Examples of Promising Practices for Integrating and Coordinating Eligibility, Enrollment and Retention: Human Services and Health Programs Under the Affordable Care Act. Methodology


Case study selection

The case selection process was a highly collaborative effort between Urban Institute staff and ASPE. We decided to seek practices that—

  • Reduce the burden that consumers must shoulder to qualify for or retain benefits;
  • Reduce agencies’ administrative costs for determining eligibility, at application and/or renewal;
  • Reduce the proportion of denials and terminations that occur for procedural reasons, such as a consumer’s failure to provide requested information;
  • Reduce (or at least not increase) delays before applicants’ eligibility is determined;
  • Reduce (or at least not increase) the proportion of erroneous eligibility determinations; and
  • Retain or strengthen programs’ targeting of eligibility and enrollment.

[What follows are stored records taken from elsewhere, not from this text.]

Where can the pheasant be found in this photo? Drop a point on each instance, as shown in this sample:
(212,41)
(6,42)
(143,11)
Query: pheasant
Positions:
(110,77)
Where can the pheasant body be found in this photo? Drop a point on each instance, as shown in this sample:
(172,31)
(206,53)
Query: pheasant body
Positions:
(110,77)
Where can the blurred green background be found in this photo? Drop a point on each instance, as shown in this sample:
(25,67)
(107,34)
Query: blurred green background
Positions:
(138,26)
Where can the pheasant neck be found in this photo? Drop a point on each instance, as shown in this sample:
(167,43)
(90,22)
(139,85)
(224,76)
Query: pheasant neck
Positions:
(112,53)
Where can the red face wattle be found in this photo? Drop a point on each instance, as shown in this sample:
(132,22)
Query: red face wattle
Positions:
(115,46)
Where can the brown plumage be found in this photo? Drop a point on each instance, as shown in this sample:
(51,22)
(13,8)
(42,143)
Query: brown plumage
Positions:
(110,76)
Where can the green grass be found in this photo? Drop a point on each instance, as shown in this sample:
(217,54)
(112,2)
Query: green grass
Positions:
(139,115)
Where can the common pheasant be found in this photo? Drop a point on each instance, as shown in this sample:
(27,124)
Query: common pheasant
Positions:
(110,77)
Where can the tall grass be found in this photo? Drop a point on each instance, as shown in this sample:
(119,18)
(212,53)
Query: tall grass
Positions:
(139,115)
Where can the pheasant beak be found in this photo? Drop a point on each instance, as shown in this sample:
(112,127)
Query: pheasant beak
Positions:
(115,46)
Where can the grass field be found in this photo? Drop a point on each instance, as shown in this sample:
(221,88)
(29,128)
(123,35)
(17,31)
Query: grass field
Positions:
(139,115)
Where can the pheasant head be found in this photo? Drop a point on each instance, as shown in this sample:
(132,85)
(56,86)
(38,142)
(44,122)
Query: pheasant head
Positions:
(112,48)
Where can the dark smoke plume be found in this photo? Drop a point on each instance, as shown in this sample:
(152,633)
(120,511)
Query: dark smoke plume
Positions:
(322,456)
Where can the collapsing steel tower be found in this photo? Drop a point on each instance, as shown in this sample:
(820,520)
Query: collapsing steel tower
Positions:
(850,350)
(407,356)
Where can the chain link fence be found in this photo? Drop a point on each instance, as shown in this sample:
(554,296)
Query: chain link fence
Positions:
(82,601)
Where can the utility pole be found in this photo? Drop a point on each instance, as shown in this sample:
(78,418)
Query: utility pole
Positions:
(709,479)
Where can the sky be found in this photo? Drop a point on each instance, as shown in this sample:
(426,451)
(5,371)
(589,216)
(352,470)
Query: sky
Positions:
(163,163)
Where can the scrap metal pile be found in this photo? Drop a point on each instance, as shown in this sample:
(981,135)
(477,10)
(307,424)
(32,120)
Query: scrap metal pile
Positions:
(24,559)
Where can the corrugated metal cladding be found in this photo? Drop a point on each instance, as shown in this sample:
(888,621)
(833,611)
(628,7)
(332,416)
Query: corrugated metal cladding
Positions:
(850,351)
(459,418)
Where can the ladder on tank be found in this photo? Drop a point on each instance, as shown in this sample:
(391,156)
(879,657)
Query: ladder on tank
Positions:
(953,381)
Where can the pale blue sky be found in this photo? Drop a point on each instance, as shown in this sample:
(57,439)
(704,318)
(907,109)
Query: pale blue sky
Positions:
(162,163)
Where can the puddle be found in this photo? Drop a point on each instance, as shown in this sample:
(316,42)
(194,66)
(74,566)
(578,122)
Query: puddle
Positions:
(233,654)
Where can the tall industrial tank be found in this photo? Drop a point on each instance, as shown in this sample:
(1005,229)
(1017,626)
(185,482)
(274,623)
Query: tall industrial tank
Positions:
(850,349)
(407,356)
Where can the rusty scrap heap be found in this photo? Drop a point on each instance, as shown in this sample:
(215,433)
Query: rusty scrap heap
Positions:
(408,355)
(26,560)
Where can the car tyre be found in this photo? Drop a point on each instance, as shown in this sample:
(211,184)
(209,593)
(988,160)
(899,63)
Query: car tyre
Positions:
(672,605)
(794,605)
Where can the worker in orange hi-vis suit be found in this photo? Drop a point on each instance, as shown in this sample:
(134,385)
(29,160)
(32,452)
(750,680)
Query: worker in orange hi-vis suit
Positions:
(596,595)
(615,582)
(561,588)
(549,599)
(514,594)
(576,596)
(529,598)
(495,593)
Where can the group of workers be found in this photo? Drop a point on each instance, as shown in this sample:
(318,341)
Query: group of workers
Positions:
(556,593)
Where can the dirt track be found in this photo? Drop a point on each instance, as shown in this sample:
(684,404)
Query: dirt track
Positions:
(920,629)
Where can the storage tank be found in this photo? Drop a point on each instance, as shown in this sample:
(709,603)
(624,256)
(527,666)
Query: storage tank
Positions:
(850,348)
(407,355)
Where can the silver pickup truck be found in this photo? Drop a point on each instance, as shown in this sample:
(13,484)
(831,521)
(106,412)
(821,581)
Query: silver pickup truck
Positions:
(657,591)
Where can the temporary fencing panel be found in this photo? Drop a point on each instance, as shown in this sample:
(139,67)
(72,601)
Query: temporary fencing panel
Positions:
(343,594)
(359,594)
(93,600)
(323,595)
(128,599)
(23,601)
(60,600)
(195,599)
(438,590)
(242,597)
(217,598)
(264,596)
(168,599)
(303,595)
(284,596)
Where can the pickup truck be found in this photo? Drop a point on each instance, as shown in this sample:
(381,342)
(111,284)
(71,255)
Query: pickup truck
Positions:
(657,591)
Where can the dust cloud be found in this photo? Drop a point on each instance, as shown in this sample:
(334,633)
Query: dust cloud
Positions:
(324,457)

We looked for initiatives with a reasonable quality of evidence documenting fulfillment of one or more of these substantive criteria. However, many integration efforts are in their early stages, and others have not been evaluated to assess their impact at the desired level of precision. Particularly given that our research took place as states, localities, and private-sector organizations were developing their approaches to implementing the Affordable Care Act, we recognized that extensive, written evidence of outcomes, including formal evaluations or peer-reviewed publications, would not be available for some of the very interventions that may be especially important candidates for replication in 2014 and beyond. We accordingly decided to look for a blend of promising and emerging practices with a range of evidentiary support.

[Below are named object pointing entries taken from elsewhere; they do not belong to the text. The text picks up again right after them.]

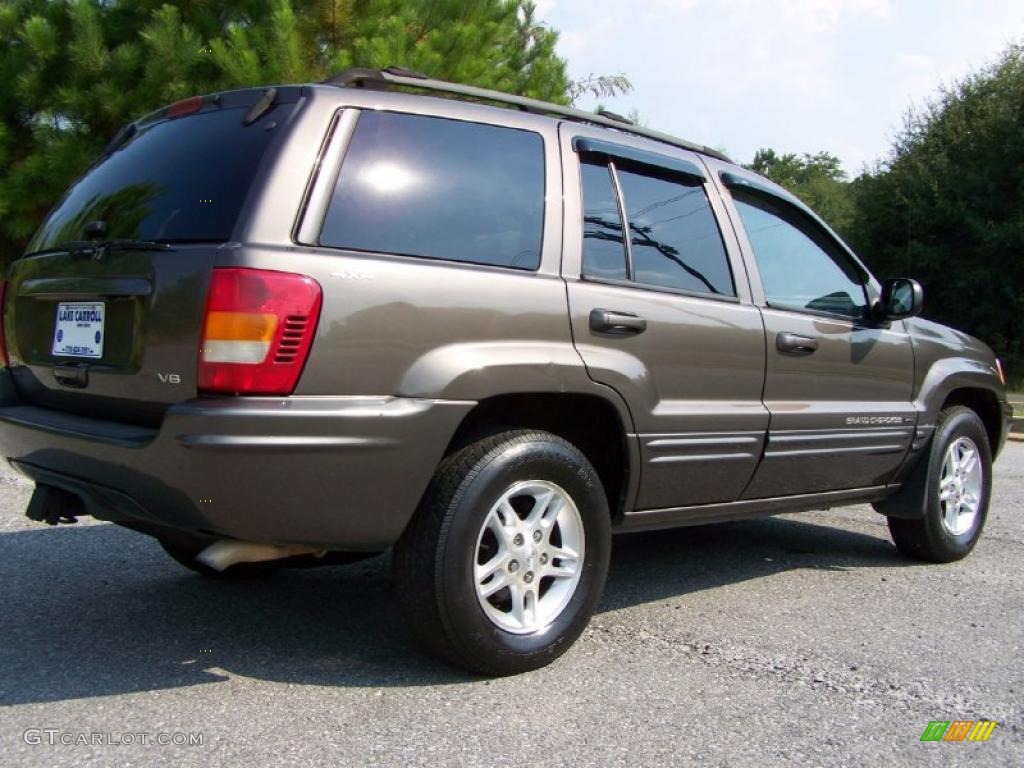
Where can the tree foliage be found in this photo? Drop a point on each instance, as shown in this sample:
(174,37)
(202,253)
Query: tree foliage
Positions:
(72,72)
(817,179)
(947,207)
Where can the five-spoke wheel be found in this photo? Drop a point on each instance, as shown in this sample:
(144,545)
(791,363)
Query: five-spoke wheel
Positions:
(506,558)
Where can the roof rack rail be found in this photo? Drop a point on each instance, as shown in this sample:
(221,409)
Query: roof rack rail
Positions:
(382,79)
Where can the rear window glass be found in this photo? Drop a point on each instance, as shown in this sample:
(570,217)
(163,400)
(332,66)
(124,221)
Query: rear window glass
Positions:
(181,179)
(441,189)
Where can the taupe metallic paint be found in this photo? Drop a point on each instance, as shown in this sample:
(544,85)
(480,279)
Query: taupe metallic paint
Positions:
(717,423)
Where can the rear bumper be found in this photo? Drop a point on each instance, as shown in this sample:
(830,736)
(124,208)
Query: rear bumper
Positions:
(342,473)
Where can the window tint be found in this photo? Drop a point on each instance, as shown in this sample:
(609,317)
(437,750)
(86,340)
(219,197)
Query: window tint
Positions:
(800,268)
(674,238)
(439,188)
(180,179)
(603,247)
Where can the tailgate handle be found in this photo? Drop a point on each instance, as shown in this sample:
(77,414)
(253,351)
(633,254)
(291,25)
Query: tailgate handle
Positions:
(76,377)
(59,288)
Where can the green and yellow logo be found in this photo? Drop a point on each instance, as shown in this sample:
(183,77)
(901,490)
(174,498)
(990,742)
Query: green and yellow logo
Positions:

To find our case studies, we canvassed the published literature, both formal and “gray.” The latter effort included special attention to web sites that serve as the repository for multiple “best practices” at the state, local, and community level, such as websites maintained by the National Academy for State Health Policy (especially NASHP’s “State Refor(u)m” project), the State Coverage Initiatives Program of AcademyHealth, the National Governors Association Center for Best Practices, Enroll America, the National Conference of State Legislatures, the American Public Human Services Association, and the Coalition for Access and Opportunity.

We also consulted with experts who are tracking state, local, and private-sector activities in this area. They included Urban Institute staff monitoring state implementation of the ACA as part of work funded by the Robert Wood Johnson Foundation; staff of both the Urban Institute and the Center on Budget and Policy Priorities assisting in the Work Support Strategies Project funded by the Ford Foundation and other leading philanthropies; the members of the Technical Working Group for this project, who are identified in Appendix B; and other national experts. This led to a list of potential case studies, from which those profiled below were selected.

Case study development

We investigated written literature to learn about policy decisions, implementation details, and key results for case studies involving data-based renewals in Louisiana, Express Lane Eligibility in Louisiana and South Carolina, SNAP/SSI pilot projects, and Utah’s “eREP” initiative. For the remaining case studies—those involving Minnesota and Single Stop USA—the Urban Institute conducted five interviews with key informants. These interviews examined how each practice was developed, its operation, its results, key lessons learned, and additional sources of information relevant to understanding the practice and its effects. Interviews were conducted by telephone, using semi-structured discussion guides that were tailored to the characteristics of each practice and the information known to the study team before the interview.